Charles Ellicott Commentary
"And when he had gone through those parts, and had given them much exhortation, he came into Greece." — Acts 20:2 (ASV)
And when he had gone over those parts.—Here we can also fill in the outline of the narrative from the Epistles. We may take for granted that St. Paul would revisit the churches he himself had founded at Thessalonica and Berea, as well as at Philippi. The names in Acts 20:4 indicate that delegates were chosen, probably by his direction, for the great journey to Jerusalem, which he now began to contemplate. Romans 15:19 indicates an even wider range of activity. He had taken the great Roman road across Macedonia, and going westward to the shores of the Adriatic, had preached the gospel in Illyricum, where it had not yet been heard.
He came into Greece.—The word Hellas, or Greece, seems used as synonymous with Achaia, the southern province. This may have led to an unrecorded visit to Athens. It certainly brought him to Corinth and Cenchrea. There, we may hope, he found all his hopes fulfilled. Gaius was there to receive him as a guest, and Erastus was still a faithful friend.
There, if not before, he found Timothy, and he had with him Jason of Thessalonica and Sosipater of Berea (Romans 16:21–23). In one respect, however, he found a great change, and missed many friends.
The decree of Claudius had either been revoked or was no longer acted on. Aquila and Priscilla had gone straight from Ephesus to Rome on hearing that they could do so safely, and with them went the many friends, male and female, most of them of the libertini class, whom he had known in Corinth, and whose names fill such a large space in Romans 16.
The desire he had felt before (Acts 19:21) to see Rome was naturally strengthened by their absence. His work in Greece was done, and he felt an impulse, not merely human, drawing him further west.

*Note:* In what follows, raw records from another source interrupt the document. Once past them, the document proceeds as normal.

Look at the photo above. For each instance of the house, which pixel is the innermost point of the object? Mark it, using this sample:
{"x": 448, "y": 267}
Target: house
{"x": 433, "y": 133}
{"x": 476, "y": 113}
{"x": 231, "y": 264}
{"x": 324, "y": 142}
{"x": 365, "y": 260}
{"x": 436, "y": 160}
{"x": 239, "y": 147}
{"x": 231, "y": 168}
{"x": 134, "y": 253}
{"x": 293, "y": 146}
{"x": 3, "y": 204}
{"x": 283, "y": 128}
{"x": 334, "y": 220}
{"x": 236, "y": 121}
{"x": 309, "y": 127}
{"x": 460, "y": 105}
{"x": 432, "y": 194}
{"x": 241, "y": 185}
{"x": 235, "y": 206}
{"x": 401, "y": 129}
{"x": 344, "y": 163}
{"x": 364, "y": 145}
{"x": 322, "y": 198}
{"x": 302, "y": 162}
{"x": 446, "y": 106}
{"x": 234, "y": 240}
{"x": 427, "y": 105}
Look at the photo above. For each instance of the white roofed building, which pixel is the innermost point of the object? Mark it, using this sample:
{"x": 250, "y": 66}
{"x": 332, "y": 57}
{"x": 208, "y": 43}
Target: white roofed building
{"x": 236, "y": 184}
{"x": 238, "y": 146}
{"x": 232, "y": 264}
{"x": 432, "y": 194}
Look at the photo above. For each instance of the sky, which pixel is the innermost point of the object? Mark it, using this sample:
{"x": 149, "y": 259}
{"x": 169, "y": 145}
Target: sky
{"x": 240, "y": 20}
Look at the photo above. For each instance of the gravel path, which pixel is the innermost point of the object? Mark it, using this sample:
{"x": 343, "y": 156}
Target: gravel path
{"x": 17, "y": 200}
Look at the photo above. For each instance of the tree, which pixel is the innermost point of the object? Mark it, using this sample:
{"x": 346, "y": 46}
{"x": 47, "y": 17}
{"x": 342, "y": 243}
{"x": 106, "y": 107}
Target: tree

A rapid journey to Jerusalem, a short visit there to show how generous were the gifts that the Gentile Churches sent to the Churches of the Circumcision, and then the desire of his life might be gratified. To preach the gospel in Rome, to pass on from Rome to the Jews at Cordova and other cities in Spain (Romans 15:24–28)—this was what he now proposed for himself. How different a path was actually marked out for him, the rest of the story shows.